Sometimes, running a workflow may take hours, or even days. That’s why make supports so-called “dry-runs”, which you can initiate by typing make -n (for NOT run).

Watch our video to understand the intuition of dry-runs.

Next, you will start to modify the scripts in this template. After all, you’re working on a template that you’re ultimately interested in modifying (e.g., putting in your own data). For each (major) modification, you need to test whether your changes to the source code were done correctly (i.e., that they didn’t break the template). Read how in the box below.


Does the workflow still run? Test whether your changes to the code were correct!

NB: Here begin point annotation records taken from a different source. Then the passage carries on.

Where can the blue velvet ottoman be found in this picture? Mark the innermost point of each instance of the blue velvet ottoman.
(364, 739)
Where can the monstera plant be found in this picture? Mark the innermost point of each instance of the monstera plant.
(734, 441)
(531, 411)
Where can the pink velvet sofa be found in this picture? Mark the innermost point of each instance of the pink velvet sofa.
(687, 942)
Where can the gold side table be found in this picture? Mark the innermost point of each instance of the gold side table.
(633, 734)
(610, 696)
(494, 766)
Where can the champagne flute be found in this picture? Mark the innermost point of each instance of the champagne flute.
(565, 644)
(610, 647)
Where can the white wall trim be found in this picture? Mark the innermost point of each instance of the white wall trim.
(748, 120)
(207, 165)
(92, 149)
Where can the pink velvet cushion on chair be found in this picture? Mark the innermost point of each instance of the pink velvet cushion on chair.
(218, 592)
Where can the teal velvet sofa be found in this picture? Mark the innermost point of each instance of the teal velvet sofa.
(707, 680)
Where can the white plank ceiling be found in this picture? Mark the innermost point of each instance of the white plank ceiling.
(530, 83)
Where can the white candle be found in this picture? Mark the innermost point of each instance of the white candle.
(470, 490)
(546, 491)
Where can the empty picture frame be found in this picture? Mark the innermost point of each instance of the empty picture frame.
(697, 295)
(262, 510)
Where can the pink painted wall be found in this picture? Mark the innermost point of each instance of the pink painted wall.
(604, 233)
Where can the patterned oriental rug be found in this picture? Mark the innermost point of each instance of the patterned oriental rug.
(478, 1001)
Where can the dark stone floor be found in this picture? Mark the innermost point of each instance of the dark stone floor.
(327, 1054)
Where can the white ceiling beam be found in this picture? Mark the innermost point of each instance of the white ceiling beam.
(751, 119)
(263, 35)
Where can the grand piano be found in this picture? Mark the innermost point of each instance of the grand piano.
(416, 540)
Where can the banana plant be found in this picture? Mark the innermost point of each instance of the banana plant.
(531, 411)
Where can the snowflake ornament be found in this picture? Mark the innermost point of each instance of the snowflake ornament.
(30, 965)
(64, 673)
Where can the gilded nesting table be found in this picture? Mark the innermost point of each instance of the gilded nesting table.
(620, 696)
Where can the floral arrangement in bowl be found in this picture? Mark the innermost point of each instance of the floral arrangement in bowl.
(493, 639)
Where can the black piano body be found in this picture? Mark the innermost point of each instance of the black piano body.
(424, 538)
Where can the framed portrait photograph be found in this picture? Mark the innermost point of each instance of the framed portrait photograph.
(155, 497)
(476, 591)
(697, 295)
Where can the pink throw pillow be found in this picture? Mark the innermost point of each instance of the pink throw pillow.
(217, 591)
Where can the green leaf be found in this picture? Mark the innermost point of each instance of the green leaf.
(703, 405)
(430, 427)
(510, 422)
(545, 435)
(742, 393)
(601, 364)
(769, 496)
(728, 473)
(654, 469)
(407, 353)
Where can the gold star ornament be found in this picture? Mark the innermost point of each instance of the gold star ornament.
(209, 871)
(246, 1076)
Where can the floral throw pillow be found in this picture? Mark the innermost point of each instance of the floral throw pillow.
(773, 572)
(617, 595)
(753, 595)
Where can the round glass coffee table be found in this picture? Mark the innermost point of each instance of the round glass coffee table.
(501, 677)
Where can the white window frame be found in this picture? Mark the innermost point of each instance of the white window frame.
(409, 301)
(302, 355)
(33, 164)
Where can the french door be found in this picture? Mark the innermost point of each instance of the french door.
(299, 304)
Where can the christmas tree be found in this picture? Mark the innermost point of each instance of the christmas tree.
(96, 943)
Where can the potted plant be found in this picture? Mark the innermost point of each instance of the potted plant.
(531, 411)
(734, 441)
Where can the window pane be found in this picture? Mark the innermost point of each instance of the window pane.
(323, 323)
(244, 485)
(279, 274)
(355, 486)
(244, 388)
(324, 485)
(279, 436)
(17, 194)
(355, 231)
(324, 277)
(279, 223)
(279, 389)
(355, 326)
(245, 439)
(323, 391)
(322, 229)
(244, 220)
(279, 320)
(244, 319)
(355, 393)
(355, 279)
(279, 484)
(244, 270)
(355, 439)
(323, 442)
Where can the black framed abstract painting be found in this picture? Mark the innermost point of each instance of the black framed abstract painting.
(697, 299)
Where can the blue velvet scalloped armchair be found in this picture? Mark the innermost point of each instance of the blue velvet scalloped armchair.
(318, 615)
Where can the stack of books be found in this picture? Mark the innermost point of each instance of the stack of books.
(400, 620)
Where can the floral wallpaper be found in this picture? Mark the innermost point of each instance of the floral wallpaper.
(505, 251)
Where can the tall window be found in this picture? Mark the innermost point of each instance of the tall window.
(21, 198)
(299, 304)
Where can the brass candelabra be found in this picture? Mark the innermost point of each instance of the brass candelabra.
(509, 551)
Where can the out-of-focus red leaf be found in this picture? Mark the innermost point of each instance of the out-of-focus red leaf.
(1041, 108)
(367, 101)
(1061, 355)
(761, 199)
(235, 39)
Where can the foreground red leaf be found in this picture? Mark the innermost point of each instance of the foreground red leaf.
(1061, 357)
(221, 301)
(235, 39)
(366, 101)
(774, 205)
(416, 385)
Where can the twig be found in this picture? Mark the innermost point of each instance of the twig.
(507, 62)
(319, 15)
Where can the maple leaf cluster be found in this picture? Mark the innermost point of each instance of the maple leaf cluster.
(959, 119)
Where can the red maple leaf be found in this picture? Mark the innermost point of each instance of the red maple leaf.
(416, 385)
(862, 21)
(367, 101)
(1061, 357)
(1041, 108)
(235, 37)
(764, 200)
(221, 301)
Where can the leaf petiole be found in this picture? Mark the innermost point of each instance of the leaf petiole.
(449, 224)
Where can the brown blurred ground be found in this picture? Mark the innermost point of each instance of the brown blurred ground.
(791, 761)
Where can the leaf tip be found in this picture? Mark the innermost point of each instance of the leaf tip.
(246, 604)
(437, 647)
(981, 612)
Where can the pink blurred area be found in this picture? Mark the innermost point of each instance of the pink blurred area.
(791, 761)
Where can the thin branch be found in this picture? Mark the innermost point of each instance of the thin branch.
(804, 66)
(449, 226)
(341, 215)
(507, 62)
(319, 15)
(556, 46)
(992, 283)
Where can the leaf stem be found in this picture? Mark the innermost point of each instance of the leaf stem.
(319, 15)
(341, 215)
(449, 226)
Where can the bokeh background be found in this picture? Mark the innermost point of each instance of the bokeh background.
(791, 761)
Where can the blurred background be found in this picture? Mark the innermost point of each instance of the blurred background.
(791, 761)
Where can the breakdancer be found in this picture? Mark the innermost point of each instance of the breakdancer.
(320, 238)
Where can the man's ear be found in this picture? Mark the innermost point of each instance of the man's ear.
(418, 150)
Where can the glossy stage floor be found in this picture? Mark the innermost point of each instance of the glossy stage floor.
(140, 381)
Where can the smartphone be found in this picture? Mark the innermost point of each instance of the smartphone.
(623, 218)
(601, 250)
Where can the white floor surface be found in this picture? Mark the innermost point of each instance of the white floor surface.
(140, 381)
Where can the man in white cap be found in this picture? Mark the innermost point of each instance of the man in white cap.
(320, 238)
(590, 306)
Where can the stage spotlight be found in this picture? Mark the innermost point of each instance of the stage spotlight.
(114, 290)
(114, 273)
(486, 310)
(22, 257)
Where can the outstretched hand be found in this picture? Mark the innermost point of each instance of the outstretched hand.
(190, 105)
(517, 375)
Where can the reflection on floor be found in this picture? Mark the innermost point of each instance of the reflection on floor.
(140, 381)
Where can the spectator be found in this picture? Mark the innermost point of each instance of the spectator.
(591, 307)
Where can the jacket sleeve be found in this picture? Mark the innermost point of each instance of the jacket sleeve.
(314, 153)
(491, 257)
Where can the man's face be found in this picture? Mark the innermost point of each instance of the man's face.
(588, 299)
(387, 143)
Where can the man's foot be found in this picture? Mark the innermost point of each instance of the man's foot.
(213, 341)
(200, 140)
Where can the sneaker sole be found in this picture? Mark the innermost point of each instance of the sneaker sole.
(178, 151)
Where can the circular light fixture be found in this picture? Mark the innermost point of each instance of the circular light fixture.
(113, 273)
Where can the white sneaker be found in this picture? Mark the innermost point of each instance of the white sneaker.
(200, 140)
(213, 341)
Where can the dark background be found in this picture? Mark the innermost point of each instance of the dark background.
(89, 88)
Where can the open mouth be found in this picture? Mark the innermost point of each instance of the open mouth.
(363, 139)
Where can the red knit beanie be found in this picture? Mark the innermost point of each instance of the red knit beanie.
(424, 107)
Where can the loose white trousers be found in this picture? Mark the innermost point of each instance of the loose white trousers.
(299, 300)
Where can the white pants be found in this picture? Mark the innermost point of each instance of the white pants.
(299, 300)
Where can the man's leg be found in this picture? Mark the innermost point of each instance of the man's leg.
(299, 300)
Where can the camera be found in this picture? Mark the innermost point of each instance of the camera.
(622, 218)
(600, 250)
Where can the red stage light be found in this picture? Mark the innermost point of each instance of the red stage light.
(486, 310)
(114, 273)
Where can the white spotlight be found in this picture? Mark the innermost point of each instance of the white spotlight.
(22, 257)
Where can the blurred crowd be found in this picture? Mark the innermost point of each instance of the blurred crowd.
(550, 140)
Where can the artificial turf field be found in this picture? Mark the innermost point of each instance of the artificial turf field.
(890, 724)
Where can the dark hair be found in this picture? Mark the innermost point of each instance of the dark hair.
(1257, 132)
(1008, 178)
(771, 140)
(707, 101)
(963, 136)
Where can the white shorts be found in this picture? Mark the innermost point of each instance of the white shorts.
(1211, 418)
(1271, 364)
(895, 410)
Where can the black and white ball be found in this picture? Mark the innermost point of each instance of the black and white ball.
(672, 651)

  • Typically, after every (major) modification to the source code, you should test whether changes to the code were done correctly.
  • In the past, we’ve seen many students trying to change the entire template at once, only to find out later that even the first modification wasn’t correct. The key really is to take it slowly, step-by-step.
  • We advocate two ways how you could test your changes (“does the project still work?"):
    • If you’re really unsure about your changes to the code, it’s best to open the relevant source file in Spyder first (or any other Python interface), and try running (parts of) it there. The benefit is that you can start playing around with bits of the code, and also have a way to access objects directly for debugging.
    • If you have a certain level of confidence that your modifications were successful, you can directly try running make in your project directory. That way, you’re running the entire workflow again, and you can check how far make gets (e.g., whether it completes, or whether it crashes).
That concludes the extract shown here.